Italien hat eine Reihe von Cyberangriffen auf einige seiner Aussenministerien, darunter eines in Washington, sowie auf Websites der Olympischen Spiele und Hotels in Cortina d’Ampezzo vereitelt, sagte Aussenminister Antonio Tajani am Mittwoch.

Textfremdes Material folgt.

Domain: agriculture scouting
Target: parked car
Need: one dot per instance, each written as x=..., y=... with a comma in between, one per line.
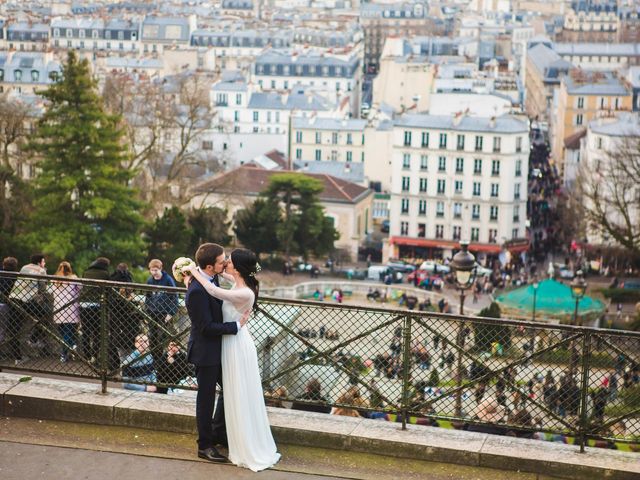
x=353, y=273
x=425, y=279
x=434, y=267
x=401, y=267
x=631, y=284
x=483, y=271
x=564, y=272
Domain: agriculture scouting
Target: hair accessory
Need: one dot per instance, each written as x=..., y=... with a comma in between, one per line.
x=258, y=269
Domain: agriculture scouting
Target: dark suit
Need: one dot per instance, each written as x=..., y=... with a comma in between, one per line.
x=205, y=344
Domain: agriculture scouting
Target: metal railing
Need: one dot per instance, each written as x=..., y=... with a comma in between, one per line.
x=494, y=375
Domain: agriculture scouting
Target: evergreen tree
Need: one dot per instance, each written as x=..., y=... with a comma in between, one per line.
x=84, y=206
x=208, y=225
x=169, y=237
x=303, y=228
x=256, y=226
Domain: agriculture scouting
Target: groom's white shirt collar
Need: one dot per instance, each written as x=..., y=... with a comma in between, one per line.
x=209, y=277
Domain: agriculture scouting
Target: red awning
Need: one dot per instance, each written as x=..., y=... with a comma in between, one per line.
x=444, y=244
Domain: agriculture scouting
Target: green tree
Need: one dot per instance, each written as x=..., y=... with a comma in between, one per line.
x=84, y=206
x=487, y=333
x=169, y=237
x=256, y=226
x=303, y=227
x=208, y=224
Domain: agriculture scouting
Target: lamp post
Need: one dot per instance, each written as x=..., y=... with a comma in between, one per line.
x=533, y=316
x=578, y=290
x=463, y=265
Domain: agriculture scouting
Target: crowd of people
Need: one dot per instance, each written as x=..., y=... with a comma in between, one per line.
x=37, y=317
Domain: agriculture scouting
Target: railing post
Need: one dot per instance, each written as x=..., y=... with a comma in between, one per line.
x=584, y=389
x=104, y=337
x=406, y=369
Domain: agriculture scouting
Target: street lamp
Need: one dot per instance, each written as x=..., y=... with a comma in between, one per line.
x=463, y=265
x=464, y=270
x=535, y=293
x=578, y=289
x=533, y=319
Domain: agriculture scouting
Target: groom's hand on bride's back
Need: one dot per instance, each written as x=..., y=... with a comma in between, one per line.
x=245, y=318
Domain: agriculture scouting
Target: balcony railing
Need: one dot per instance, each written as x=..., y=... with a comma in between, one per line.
x=537, y=379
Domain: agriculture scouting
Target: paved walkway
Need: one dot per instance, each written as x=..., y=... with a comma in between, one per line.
x=33, y=449
x=19, y=461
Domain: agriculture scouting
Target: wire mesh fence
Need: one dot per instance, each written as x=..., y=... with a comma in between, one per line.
x=487, y=375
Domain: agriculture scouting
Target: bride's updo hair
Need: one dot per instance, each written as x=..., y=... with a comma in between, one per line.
x=246, y=263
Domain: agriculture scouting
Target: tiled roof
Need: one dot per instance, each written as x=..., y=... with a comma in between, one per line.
x=572, y=142
x=502, y=124
x=252, y=181
x=351, y=125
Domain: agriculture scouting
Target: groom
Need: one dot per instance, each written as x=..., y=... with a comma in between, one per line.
x=205, y=342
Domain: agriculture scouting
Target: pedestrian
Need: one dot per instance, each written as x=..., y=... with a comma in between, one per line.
x=66, y=309
x=90, y=308
x=161, y=307
x=12, y=318
x=31, y=301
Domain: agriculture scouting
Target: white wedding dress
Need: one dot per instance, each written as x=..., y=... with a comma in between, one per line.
x=251, y=444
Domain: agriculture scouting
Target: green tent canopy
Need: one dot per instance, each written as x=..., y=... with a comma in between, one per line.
x=554, y=299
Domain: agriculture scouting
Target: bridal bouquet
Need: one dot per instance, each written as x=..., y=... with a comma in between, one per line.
x=179, y=266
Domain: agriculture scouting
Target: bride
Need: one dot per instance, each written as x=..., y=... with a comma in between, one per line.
x=251, y=444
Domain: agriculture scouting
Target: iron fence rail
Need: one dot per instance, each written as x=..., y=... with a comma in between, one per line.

Im Gespräch mit Reportern während einer Reise in die US-Hauptstadt sagte Tajani, die versuchten Angriffe seien „russischen Ursprungs“, gab jedoch keine weiteren Details bekannt.
„Wir haben eine Reihe von Cyberangriffen auf Websites des Aussenministeriums verhindert, angefangen bei Washington bis hin zu einigen Websites der Olympischen Winterspiele, darunter Hotels in Cortina”, sagte Tajani, nur zwei Tage vor der Eröffnungsfeier am Freitag im Mailänder San-Siro-Stadion.
Die Olympischen Winterspiele begannen am Mittwoch mit den ersten Curling-Wettkämpfen in Cortina.
Der italienische Innenminister Matteo Piantedosi teilte dem Parlament am Mittwoch mit, dass 6.000 Sicherheitskräfte an den Austragungsorten der Spiele – die sich von Mailand bis zu den Dolomiten erstrecken – im Einsatz sind, darunter Bombenentschärfungsexperten, Scharfschützen und Anti-Terror-Einheiten.